I don't have the energy to read all this while the discussion is going in circles, so this is just a random answer here and there:
Mickael:
> An OSS project community that is not willing to welcome and train new contributors is IMO putting an extremely high risk on the project of dying as soon as a few individuals reduce their investment (for whichever reason). This risk is strategically much bigger than the risk of something broken in the code from time to time.

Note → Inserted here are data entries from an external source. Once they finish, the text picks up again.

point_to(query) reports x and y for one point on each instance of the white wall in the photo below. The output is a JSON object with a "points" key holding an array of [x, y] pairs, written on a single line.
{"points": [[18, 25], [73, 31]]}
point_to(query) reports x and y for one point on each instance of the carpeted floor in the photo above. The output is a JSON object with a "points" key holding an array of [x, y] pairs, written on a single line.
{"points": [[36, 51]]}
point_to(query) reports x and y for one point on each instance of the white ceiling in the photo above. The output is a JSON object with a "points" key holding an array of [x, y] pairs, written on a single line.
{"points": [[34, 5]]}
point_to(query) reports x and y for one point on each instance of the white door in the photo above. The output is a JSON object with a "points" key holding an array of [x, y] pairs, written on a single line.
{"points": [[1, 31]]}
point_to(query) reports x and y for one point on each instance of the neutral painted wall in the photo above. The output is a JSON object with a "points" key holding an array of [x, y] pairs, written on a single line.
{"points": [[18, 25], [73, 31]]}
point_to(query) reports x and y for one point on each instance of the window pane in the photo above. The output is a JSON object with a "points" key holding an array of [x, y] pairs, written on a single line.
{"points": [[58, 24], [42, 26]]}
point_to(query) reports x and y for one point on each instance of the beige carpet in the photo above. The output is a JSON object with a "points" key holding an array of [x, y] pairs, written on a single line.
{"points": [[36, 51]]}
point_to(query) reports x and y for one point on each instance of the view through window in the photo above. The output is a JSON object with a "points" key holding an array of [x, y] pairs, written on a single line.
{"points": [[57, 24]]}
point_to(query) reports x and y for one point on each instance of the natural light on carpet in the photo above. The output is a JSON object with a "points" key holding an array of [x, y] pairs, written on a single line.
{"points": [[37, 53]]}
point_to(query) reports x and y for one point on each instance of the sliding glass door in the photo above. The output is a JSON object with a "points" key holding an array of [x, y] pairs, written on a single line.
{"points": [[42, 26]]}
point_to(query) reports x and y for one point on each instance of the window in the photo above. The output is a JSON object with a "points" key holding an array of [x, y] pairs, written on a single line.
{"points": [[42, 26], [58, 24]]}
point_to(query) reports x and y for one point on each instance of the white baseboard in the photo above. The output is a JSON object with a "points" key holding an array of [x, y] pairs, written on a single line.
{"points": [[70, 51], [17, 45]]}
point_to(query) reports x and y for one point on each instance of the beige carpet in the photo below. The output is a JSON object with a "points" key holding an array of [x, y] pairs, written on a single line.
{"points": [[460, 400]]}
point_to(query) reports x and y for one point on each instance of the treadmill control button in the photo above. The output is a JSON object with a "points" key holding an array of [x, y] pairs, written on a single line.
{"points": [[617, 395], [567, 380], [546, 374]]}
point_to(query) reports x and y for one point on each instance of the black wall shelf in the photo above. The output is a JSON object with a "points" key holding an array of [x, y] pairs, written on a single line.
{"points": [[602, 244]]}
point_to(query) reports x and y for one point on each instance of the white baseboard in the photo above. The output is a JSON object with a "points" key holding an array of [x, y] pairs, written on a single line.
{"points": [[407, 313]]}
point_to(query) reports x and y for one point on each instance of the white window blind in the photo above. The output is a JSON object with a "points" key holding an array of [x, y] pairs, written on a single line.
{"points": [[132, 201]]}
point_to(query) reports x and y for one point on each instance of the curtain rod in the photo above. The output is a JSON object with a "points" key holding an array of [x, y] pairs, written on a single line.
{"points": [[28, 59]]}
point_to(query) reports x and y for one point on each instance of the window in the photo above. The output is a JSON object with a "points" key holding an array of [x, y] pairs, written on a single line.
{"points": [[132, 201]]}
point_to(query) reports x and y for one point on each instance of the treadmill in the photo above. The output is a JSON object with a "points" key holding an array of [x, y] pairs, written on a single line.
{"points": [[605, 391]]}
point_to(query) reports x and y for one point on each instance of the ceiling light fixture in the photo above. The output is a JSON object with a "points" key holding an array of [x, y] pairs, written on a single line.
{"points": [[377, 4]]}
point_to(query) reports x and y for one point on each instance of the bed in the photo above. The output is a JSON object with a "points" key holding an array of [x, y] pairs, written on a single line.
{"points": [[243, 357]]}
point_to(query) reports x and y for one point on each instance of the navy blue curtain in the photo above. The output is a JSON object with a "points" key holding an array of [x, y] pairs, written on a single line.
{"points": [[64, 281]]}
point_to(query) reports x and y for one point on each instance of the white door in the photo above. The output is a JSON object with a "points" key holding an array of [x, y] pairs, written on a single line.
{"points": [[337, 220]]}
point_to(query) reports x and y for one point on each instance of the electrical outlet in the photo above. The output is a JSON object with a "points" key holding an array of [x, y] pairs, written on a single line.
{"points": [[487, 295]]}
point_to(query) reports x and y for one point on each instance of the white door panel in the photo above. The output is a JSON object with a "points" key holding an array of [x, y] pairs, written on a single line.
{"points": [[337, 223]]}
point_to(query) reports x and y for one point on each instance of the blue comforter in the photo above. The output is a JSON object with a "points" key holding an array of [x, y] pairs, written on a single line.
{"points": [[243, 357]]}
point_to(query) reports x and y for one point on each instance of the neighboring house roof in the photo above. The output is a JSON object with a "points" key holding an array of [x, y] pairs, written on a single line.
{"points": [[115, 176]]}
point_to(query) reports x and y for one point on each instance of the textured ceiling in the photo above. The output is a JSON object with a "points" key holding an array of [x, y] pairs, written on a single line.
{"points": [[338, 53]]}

What is this statement written to jdt-dev mailing list saying? Are you saying JDT developers are not welcoming new contributors? Generally? If that's what you are saying, then it's another example of what I perceive as insulting.
Andrey:
> If RH/whoever wants to invest in JDT, the right way is to encourage people to work on *real* JDT bugs, so they can startto learn JDT, instead of encouraging people to apply automatic cleanups.
I couldn't agree more.
It's strange, from what I'm reading in this thread all those who do the hard work agree pretty much on what matters and how to proceed. We agree that each code change must solve some problem that is proportional to the amount of dust that is stirs.
As for the bigger picture: I also never had issues with developers from other components or with releng, when they point me to a problem where JDT is involved. You all know that. Why is all of the Eclipse SDK on maven central, e.g.?
Those who ever had closer contact with the code area that I feel responsible for don't even seem to have any problem with the possibility that I will veto certain changes. They know that this is a necessary aspect of taking responsibility and they know I can be brought to change my mind when presented with solid technical reasoning. Just mentioning Till should suffice for illustration: here's a committer, whom I have mentored to the point where he is able to prove me wrong from time to time :) OTOH, management speak and software engineering 101 is unlikely to add any information that I didn't yet consider.
Let's please just stop here and agree: Every solution is only useful when it matches a real problem. Show me the problem. If the problem is real, let's find a solution. Life could be so easy.